Selling Relinquished Property. When selling relinquished property in an exchange, avoid actual or constructive receipt of the earnest money deposit. Most earnest money is deposited with an escrow agent or realtor, and if there are no conditions to the seller’s actually receiving the earnest money deposit (such as due diligence review or receipt of a deed from the seller), the funds will be deemed constructively received by the taxpayer.

For example, in Michael Hillyer v. Commissioner, 69 TCM (RIA) ¶ 96,214, at 1565 (1996), the funds were found taxable when the proceeds were held by the escrow agent "for the direction of the [seller] in the acquisition of replacement properties." See also Maxwell v. U.S., 88-2 USTC (CCH) ¶ 9560 (SD Fla 1988); PLR 9052019 (Sept. 28, 1990).

Another issue relates to the assignment of the earnest money for the sale of the relinquished property. The assignment to the accommodator of the agreement to sell the relinquished property should clearly provide that the assignment includes the earnest. Otherwise, it will clearly be taxable as boot since at closing the taxpayer would be entitled to receive the benefit of the earnest money.

 

Purchasing Replacement Property. The situation is more complicated if the taxpayer or the accommodator makes an earnest money deposit to purchase replacement property.

If the taxpayer makes the earnest money deposit to purchase the replacement property, there generally will not be a problem with boot. Will the taxpayer have boot income if the taxpayer wants to receive back the cash at the closing of the purchase of the replacement property? Probably not. The rule appears to be that a taxpayer need not recognize boot received to the extent of cash boot given as part of the same closing. See Rev Rul 72-456, 1972-2 CB 468.

This rule might not work if the accommodator is going to temporarily hold the replacement property and later transfer the replacement property to the taxpayer, as would be the case in an improvement exchange. In such a situation, the taxpayer is actually receiving boot in the form of exchange proceeds, but not as a part of the closing to acquire the replacement property. No funds should be transferred to the taxpayer unless it is after an approval cash-out event under Treas Reg § 1.1031(k)-(g)(6). It might be possible to argue that the taxpayer merely lent the earnest money funds to the accommodator who was paying back the loan on closing the purchase of the replacement property. For example, PLR 9149018 (Sept. 4, 1991) approved a taxpayer acting as both a lender and an exchanging party in a tax-free exchange.

If the accommodator is to pay earnest money to the seller, either the accommodator must be the purchaser under the purchase agreement or the purchase agreement must be assigned to the accommodator as the buyer. If the accommodator is not the buyer, the taxpayer will have taxable boot because the accommodator is essentially allowing the taxpayer to withdraw exchange proceeds before the exchange has closed in violation of Treas Reg § 1.1031(k)-1(g)(6).

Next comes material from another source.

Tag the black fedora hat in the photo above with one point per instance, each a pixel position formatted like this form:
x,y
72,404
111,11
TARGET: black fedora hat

Another important issue is whether the assignment has been properly drawn if its purpose is to allow the accommodator to pay earnest money to purchase the replacement property. Many assignment forms provide that the assignment is effective on closing of the purchase of the replacement property. Obviously, such an assignment would not be immediately effective and would allow the IRS to argue that since the assignment was not immediately effective, the taxpayer had received taxable boot because the exchange funds were paid for his benefit.

 

Conclusion. To avoid boot with respect to the receipt or payment of earnest money, there are a few easy rules to remember. Earnest money to sell relinquished property should be deposited with an escrow agent under escrow instructions that do not give the taxpayer the right to direct how and when the funds are to be used. The earnest money should be assigned to the accommodator as part of the closing. Earnest money to purchase replacement property can be reimbursed to the taxpayer as part of a closing. If the accommodator is to pay out the earnest money, it may do so only if the accommodator is the purchaser of the replacement property under a purchase agreement or if the purchase agreement has been assigned to it.